La voz aflautada y fatigosa de aquél hombre joven, siempre solía estar triste, pareciendo que se evaporaba cuando subía por la antigua escalera del Sagrado Corazón, como las gotas de rocío cuando las saluda el sol por las mañanas. Era delgado y seco con el color de la tisis en sus mejillas. Muy despacio y con la voz apagada, siempre declamaba su poesía que escribía en su pequeño blok en cualquier esquina: “Las castas flores de los jardines, polinizadas por las laboriosas abejas, había que cuidarlas como a un niño enfermo”. Seguramente recordaba su infeliz niñez en un hogar partido por un padre violento y una madre dulce y cariñosa.

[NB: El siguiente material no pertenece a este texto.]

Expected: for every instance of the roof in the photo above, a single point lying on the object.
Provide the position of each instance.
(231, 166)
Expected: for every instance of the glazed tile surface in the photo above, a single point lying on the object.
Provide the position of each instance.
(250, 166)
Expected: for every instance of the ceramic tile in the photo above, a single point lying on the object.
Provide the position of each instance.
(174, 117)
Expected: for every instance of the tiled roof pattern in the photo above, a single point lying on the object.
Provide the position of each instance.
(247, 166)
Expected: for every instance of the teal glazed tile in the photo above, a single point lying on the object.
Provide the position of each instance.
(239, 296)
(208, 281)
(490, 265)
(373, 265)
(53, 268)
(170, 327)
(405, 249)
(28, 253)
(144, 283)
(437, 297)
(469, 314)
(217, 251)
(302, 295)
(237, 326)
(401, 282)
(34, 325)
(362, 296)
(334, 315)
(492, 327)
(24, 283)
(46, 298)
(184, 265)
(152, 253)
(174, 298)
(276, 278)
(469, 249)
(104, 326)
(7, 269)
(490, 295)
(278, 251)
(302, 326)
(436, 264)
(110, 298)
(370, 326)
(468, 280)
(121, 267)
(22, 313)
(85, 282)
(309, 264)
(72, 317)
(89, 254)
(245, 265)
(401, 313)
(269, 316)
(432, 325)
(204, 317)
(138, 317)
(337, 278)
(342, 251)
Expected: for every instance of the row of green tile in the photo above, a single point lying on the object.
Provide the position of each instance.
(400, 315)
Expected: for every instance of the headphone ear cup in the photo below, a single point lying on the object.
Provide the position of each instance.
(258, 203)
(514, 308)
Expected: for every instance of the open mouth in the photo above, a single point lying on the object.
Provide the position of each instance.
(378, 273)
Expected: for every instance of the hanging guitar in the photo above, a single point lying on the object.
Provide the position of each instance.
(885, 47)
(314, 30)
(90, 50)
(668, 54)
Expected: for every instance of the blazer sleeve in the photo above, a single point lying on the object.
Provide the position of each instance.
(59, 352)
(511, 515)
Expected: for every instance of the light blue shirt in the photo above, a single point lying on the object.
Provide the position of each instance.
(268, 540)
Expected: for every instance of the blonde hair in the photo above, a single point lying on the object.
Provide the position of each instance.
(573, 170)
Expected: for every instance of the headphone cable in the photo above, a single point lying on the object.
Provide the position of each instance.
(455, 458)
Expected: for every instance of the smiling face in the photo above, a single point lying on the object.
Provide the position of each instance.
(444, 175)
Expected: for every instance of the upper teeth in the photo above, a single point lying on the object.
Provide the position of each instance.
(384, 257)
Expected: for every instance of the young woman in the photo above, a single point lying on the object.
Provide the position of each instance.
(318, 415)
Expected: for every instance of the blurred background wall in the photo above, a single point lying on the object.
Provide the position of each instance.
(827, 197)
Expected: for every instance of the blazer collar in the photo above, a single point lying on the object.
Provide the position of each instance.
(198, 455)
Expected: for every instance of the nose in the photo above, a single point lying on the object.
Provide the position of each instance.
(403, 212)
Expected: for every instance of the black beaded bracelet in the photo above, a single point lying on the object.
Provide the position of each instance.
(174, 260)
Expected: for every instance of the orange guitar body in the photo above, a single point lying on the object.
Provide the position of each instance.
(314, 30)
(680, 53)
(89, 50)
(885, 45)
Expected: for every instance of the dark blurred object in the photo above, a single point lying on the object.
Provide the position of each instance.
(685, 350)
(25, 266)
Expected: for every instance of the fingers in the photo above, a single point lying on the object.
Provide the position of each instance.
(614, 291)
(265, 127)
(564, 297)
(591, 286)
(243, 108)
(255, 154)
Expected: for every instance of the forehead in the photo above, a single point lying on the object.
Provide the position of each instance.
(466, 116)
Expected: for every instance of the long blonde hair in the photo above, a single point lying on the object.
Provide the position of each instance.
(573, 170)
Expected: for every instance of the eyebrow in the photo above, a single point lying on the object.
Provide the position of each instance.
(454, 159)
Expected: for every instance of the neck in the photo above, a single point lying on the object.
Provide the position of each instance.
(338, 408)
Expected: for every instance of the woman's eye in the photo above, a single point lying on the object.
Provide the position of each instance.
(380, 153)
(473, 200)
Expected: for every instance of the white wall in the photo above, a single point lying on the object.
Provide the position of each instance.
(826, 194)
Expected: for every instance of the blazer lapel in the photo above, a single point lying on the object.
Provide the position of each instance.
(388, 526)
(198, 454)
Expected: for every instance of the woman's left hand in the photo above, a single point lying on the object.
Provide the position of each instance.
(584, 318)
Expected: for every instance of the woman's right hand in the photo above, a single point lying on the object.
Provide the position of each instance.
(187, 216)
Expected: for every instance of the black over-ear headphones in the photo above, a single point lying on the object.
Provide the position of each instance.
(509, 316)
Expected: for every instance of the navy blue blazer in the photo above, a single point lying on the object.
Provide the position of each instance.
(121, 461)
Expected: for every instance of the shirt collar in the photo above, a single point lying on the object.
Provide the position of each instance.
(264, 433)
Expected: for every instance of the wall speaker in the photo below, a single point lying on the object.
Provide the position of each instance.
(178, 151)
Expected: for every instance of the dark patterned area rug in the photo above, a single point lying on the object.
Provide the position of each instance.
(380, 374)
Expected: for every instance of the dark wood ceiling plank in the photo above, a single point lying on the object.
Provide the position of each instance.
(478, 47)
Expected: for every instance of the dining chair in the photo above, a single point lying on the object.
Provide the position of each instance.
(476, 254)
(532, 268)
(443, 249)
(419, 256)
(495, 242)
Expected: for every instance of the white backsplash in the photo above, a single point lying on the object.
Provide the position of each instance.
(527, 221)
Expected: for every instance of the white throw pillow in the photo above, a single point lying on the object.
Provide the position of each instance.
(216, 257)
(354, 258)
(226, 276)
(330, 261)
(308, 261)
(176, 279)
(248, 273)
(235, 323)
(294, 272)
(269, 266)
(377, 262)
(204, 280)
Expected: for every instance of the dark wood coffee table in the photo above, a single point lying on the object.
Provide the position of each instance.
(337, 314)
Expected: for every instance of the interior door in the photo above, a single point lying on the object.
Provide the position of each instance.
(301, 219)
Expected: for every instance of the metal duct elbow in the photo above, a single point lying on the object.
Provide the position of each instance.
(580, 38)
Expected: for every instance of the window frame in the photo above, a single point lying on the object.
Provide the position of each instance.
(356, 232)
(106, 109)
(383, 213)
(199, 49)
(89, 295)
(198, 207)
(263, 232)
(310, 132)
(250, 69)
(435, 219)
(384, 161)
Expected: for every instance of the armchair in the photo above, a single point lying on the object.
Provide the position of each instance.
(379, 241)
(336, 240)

Era un amante de los jardines cuando estaban repletos de flores. Los pinos del Lobera fueron sus compañeros silenciosos cuando paseaba por sus veredas. Para él un clavel o una rosa cortadas de sus tallos y bañadas en un vaso de agua tienen siempre los días contados, pero una manzana masticada lentamente y digerida se convierte en ti mismo para el resto de tu vida. Su sonrisa desangelada era entrecortada por la tos seca de sus débiles pulmones. El tallo robusto y verde, decía que ama a su flor cuando vuela hacia el ojal de un galán; quedándose triste y seco hasta la próxima primavera. Así parecía ser aquél hombre joven que viajó a la Península para curarse de su sempiterna tos y que jamás volvió. Algunos dijeron que se reunió con su madre en el cielo, dejando a su padre en el infierno del alcohol.